Moving beyond single-variable systems, let's consider a slightly more complex two-gene network where genes X and Y regulate each other, with an external signal S influencing the system, as depicted below:

A signal S triggers Y expression, Y affects X, and X completes the feedback loop by affecting Y.

The mathematical representation of this system is as follows:

\(\dot{X} = 200 + \frac{800Y^4}{16^4+Y^4} -50X^{0.5}\)

\(\dot{Y} = 50X^{0.5}S-100Y\)

What makes this system particularly interesting is that it demonstrates hysteresis—a form of cellular memory where the response depends not only on the current signal value but also on the system's history. This occurs because the two stable states are separated by an energy barrier that the system must overcome to transition between states.

To observe hysteresis experimentally, one would gradually increase signal S from a low value, allowing the system to reach steady state after each increment. At some critical threshold, the system suddenly jumps to a higher X state. Then, starting from this high state and gradually decreasing S, the system maintains its high state until S drops significantly below the original activation threshold.

🧬 Biological Significance and Applications

The bistability and hysteresis properties have profound implications for cellular decision-making. For examplem, they enable:

1. Noise filtering: Small fluctuations around a steady state don't change the system's behavior, preventing unecessary (or counter productive) responses to transient signals.

2. Commitment to developmental fates: Once a cell commits to a particular fate, it stays committed even if the initiating signal diminishes.

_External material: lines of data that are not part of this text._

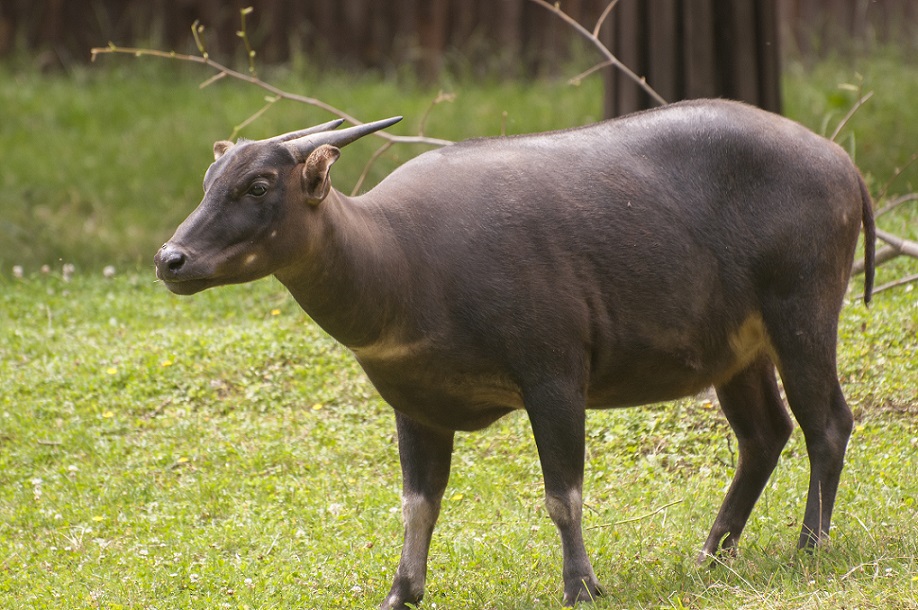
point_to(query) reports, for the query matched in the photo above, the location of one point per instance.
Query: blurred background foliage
(101, 160)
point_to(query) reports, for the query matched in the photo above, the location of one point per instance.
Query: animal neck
(350, 277)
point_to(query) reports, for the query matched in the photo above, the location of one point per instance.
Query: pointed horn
(301, 147)
(305, 132)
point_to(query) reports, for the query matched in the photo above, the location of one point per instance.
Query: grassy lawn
(222, 452)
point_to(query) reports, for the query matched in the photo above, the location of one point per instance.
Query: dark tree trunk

3. All-or-none responses: Cells can make discrete decisions rather than exhibiting graded responses to continuous signals.

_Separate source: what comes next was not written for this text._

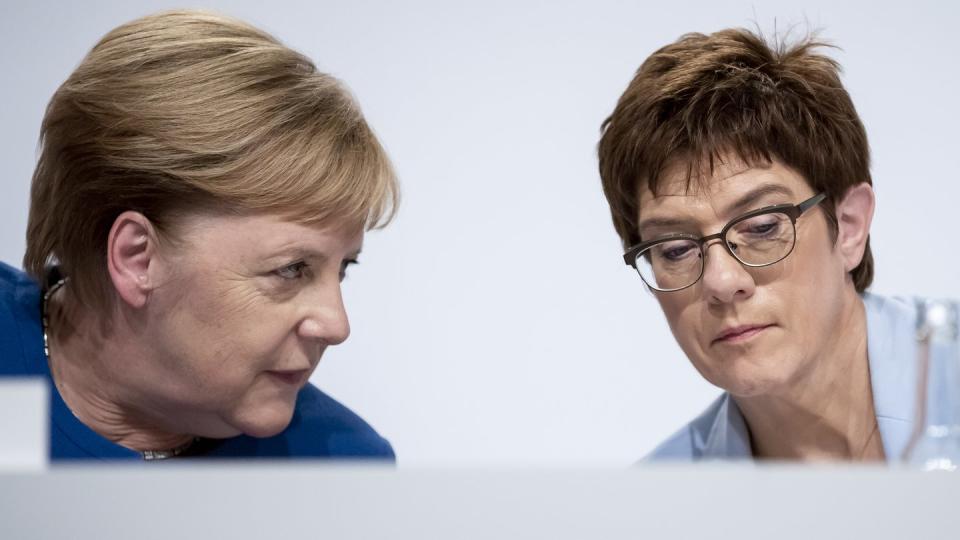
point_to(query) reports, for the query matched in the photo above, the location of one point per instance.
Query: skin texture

Bistable switches appear throughout biology, from the lac operon in bacteria to the cell cycle control system in eukaryotes. Additionally, the genetic toggle switch, represents a synthetic biology implementation of bistability that has become a foundational tool in the field.

Additionally, coupling bistable switches with other network motifs like oscillators can generate complex behaviors such as excitability and pulsatile responses.

Understanding these dynamics is crucial for both deciphering natural biological processes and engineering synthetic circuits with predictable behaviors. As biotechnology advances, the principles of bistability and hysteresis serve as essential design tools for creating cellular systems with memory, decision-making capabilities, and robust responses to environmental changes.

Comments

[Dr. Jennifer]

One critical remark/addition - these dynamic behaviors have been amply studied in ecological theory with 2 and 3 species systems since Robert May's work in the 1970s. Some of these behaviours have been incorrectly characterised in other literature as "tipping points".

[Torri Callan]

I believe that the inverse of this problem will be extremely valuable if solvable. By that I mean, given the output data of some biological system, and no prior knowledge of the underlying dynamics, can you infer the existence and properties of certain steady states in the system?

I wonder if many disease processes are well-described by changes in the underlying dynamics of a governing system, and if therapeutic interventions are better thought of as inputs into a system, rather than a patch to what is broken.